He promised to follow them to the letter, and I proceeded,--

"You must get a carriage and four, and as soon as the five of you are in it tell the coachman to drive as fast as his horses can gallop out of Milan, and to bring you back again by another road to the house. There you must get down, send the carriage away, after enjoining silence on the coachman, and come in. After the ball you will undress in the same house, and then go home in sedan-chairs. Thus we shall be able to baffle the inquisitive, who will be pretty numerous, I warn you."

"My friend the marquis will see to all that," said he, "and I promise you he will do it well, for he is longing to make your acquaintance."

"I shall expect you, then, at seven o'clock to-morrow.

"Warn your friend that it is important the coachman should not be known, and do not let anybody bring a servant."

All these arrangements being made, I determined to disguise myself as Pierrot. There's no disguise more perfect; for, besides concealing the features and the shape of the body, it does not even let the colour of the skin remain recognizable. My readers may remember what happened to me in this disguise ten years before. I made the tailor get me a new Pierrot costume, which I placed with the others, and with two new purses, in each of which I placed five hundred sequins, I repaired to the pastrycook's before seven o'clock. I found the table spread, and the supper ready. I shut up Zenobia in the room where the ladies were to make their toilette, and at five minutes past seven the joyous company arrived.

The marquis was delighted to make my acquaintance, and I welcomed him as he deserved. He was a perfect gentleman in every respect, handsome, rich, and young, very much in love with the pretty cousin whom he treated with great respect. The lieutenant's mistress was a delightful little lady and madly fond of her lover.

As they were all aware that I did not want them to know their costumes till after supper, nothing was said about it, and we sat down to table. The supper was excellent; I had ordered it in accordance with my own tastes; that is to say, everything was of the best, and there was plenty of everything.
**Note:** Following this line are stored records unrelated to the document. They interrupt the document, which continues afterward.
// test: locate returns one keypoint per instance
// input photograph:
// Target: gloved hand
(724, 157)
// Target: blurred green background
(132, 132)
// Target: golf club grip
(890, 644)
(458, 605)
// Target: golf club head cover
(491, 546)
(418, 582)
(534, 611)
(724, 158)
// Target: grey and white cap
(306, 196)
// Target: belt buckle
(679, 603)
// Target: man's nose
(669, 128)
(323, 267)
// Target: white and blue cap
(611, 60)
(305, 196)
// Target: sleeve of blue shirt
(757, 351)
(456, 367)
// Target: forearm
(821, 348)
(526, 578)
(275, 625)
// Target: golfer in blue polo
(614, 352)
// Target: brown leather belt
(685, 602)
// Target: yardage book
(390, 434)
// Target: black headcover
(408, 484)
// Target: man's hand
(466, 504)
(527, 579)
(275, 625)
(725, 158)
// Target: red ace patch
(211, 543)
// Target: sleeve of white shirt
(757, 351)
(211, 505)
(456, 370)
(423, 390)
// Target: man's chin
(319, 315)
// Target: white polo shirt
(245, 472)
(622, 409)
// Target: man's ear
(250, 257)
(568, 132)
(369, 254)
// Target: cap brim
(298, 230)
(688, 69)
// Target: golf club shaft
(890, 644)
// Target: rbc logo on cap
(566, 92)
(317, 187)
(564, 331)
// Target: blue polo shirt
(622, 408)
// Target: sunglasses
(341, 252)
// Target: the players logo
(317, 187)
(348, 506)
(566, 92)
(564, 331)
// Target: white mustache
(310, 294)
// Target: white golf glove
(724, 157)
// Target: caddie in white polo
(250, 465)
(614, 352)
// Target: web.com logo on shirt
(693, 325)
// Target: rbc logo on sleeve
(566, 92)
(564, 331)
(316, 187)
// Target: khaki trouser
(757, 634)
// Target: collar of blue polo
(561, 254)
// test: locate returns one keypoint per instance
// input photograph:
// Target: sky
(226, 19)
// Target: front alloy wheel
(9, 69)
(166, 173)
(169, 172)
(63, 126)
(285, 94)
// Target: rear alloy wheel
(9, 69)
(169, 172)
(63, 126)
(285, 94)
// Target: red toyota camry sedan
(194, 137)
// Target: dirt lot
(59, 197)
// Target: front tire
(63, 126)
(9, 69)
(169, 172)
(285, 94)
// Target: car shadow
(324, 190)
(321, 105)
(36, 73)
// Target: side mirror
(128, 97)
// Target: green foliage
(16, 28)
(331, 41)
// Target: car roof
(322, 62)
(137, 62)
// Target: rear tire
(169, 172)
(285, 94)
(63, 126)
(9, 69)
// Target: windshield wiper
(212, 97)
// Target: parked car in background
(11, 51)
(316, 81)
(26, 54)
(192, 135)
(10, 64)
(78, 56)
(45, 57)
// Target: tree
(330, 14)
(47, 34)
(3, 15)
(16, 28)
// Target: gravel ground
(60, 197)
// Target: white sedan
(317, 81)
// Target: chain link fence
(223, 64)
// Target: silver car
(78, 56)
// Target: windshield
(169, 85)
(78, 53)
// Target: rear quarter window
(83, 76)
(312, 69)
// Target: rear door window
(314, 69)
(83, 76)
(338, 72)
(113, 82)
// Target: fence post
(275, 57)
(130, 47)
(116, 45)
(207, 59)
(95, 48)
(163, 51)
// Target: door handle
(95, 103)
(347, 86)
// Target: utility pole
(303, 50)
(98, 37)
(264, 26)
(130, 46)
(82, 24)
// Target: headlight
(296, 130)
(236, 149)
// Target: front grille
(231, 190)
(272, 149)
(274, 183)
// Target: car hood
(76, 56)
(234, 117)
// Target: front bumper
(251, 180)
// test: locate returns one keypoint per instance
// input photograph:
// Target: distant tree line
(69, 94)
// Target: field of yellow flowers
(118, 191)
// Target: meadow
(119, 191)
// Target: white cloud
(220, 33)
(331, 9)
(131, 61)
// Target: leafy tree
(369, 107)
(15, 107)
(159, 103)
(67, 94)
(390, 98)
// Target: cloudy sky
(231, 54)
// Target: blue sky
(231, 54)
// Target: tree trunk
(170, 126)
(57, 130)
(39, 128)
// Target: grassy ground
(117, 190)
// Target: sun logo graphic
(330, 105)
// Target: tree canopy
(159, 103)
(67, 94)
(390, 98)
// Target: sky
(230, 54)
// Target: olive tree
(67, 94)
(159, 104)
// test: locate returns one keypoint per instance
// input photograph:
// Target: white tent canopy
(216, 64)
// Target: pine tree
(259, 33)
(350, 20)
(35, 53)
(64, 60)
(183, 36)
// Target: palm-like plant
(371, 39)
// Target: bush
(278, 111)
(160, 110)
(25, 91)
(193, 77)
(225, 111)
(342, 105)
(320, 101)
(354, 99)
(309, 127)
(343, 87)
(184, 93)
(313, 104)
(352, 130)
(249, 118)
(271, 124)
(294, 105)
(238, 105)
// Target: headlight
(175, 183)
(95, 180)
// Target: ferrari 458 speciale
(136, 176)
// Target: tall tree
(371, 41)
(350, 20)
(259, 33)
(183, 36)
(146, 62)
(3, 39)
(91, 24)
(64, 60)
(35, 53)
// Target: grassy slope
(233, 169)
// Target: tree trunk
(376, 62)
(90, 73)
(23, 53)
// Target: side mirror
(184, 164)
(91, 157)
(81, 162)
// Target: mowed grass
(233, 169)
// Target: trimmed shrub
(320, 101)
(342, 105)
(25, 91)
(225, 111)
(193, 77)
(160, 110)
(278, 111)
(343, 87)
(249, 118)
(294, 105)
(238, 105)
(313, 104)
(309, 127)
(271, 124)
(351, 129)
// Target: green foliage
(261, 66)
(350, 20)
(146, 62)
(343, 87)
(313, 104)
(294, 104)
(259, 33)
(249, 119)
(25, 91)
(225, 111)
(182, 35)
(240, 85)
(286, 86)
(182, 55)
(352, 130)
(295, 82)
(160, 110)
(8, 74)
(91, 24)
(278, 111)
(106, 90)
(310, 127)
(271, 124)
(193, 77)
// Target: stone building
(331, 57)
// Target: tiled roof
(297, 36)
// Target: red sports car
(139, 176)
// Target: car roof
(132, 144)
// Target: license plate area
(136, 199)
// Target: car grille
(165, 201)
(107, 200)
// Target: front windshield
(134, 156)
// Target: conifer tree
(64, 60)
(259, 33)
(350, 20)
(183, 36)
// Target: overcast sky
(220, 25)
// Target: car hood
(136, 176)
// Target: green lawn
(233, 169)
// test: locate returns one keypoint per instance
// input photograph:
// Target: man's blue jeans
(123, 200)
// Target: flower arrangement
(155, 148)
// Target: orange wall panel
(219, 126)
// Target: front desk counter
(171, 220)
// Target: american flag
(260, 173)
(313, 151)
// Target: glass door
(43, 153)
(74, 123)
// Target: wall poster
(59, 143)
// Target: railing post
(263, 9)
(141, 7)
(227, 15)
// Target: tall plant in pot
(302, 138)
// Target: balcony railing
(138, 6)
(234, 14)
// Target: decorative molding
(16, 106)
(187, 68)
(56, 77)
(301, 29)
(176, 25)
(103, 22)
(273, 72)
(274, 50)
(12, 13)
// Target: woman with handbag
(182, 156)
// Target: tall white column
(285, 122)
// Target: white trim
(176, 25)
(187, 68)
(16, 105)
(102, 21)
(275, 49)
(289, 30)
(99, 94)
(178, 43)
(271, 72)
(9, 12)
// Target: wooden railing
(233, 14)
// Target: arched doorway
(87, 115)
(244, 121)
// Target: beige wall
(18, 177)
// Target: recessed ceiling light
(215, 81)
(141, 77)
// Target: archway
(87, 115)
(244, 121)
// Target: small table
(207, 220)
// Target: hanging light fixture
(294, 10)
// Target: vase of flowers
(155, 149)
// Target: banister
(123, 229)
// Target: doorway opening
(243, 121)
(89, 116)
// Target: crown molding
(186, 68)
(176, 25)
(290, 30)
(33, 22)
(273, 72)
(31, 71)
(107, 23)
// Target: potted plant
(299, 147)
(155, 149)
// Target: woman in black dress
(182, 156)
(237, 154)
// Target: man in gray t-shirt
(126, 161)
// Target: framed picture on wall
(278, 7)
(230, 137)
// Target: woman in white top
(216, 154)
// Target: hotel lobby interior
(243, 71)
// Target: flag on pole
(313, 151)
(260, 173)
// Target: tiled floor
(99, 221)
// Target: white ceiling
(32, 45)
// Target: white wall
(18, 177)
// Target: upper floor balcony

When we had eaten and drunk well, I said,--

"As I am not going to appear with you, I may as well tell you the parts you are to play. You are to be five beggars, two men and three women, all rags and tatters."

The long faces they pulled at this announcement were a pleasant sight to see.

"You will each carry a plate in your hands to solicit alms, and you must walk together about the ball-room as a band of mendicants. But now follow me and take possession of your ragged robes."

Although I had much ado to refrain from laughing at the vexation and disappointment which appeared on all their faces, I succeeded in preserving my serious air. They did not seem in any kind of hurry to get their clothes, and I was obliged to tell them that they were keeping me waiting. They rose from the table and I threw the door open, and all were struck with Zenobia's beauty as she stood up by the table on which the rich though tattered robes were displayed, bowing to the company with much grace.

"Here, ladies," said I to the cousins, "are your dresses, and here is yours, mademoiselle--a little smaller. Here are your shifts, your handkerchiefs and your stockings, and I think you will find everything you require on this table. Here are masks, the faces of which shew so poorly beside your own, and here are three plates to crave alms. If anybody looks as high as your garters, they will see how wretched you are, and the holes in the stockings will let people know that you have not the wherewithal to buy silk to mend them. This packthread must serve you for buckles, and we must take care that there are holes in your shoes and also in your gloves, and as everything must match, as soon as you have put on your chemises you must tear the lace round the neck."

While I was going through this explanation I saw surprise and delight efface the disappointment and vexation which had been there a moment before.